The dual-stream architecture is critical, and 3 experts in MoSE is the optimal balance (SUSTech1K-E):

Configuration NM CL NT Overall Note
Static Only 82.6 61.6 76.9 82.0 Missing motion
Dynamic Only 74.5 52.0 71.7 72.4 Missing structure
Dual-stream 92.5 78.1 84.8 92.8 Full model
MoSE (1 expert) 88.4 Standard SNN
MoSE (3 experts) 92.8 Default

Key Findings

  • Dual-stream complementarity: Removing either stream causes a performance drop of \(10\%+\).
  • Multi-tau MoSE: Using 3 experts (92.8) yields significant gains over a single SNN (88.4).
  • Moderate CroSA supervision: \(\lambda_d=0.2\) is optimal; excessive weighting introduces identity-irrelevant textures from RGB.
  • Low-light superiority: Performance drops only \(9.6\%\) across light conditions, whereas silhouette methods drop \(30\%+\).

Highlights & Insights

  • Explicit decoupling of dynamics and shape allows each mechanism to focus on its strength, avoiding trade-offs in temporal/spatial resolution.
  • MoSE applies MoE to the temporal domain of spiking neurons, letting the network hold different "temporal filters" (membrane constants) for varying lighting/motion.
  • CroSA utilizes VFM knowledge transfer without increasing inference cost, distilling dense human structure priors into sparse event encoders.
  • Cost-efficiency: Achieving LiDAR-level performance at a fraction of the hardware cost (\(1/50\)).

Limitations & Future Work

  • Reliance on synthetic data: Current benchmarks are synthesized, introducing a sim-to-real gap.
  • Training-time RGB: CroSA requires synchronized RGB frames for distillation, which may not always be available in pure event-collection pipelines.
  • Cross-domain challenges: Rank-1 on CCGR-Mini remains low (\(3.7\%\) in Table 3), indicating that high covariate and viewpoint variance is still unresolved.
  • vs.
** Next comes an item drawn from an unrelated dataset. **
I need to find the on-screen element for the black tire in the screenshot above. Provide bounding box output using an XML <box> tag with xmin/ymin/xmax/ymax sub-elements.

EV-Gait: EventGait preserves sub-bin temporal precision and uses a dual-stream design, achieving higher accuracy with 10x fewer parameters.
  • vs. Silhouette methods: These fail under low light; EventGait remains robust due to the high dynamic range of event cameras.
  • vs. LiDAR methods: EventGait matches accuracy while using much cheaper sensors, demonstrating that 2D event streams can provide sufficient spatio-temporal dynamics.

Rating

  • Novelty: ⭐⭐⭐⭐⭐ Decoupling + MoSE + CroSA provides a fresh paradigm for event gait recognition.
  • Experimental Thoroughness: ⭐⭐⭐⭐⭐ Extensive evaluation across 5 categories with comprehensive ablations.
  • Writing Quality: ⭐⭐⭐⭐ Clear motivation; some implementation details are relegated to the appendix.
  • Value: ⭐⭐⭐⭐⭐ High potential for low-cost, robust surveillance and security applications.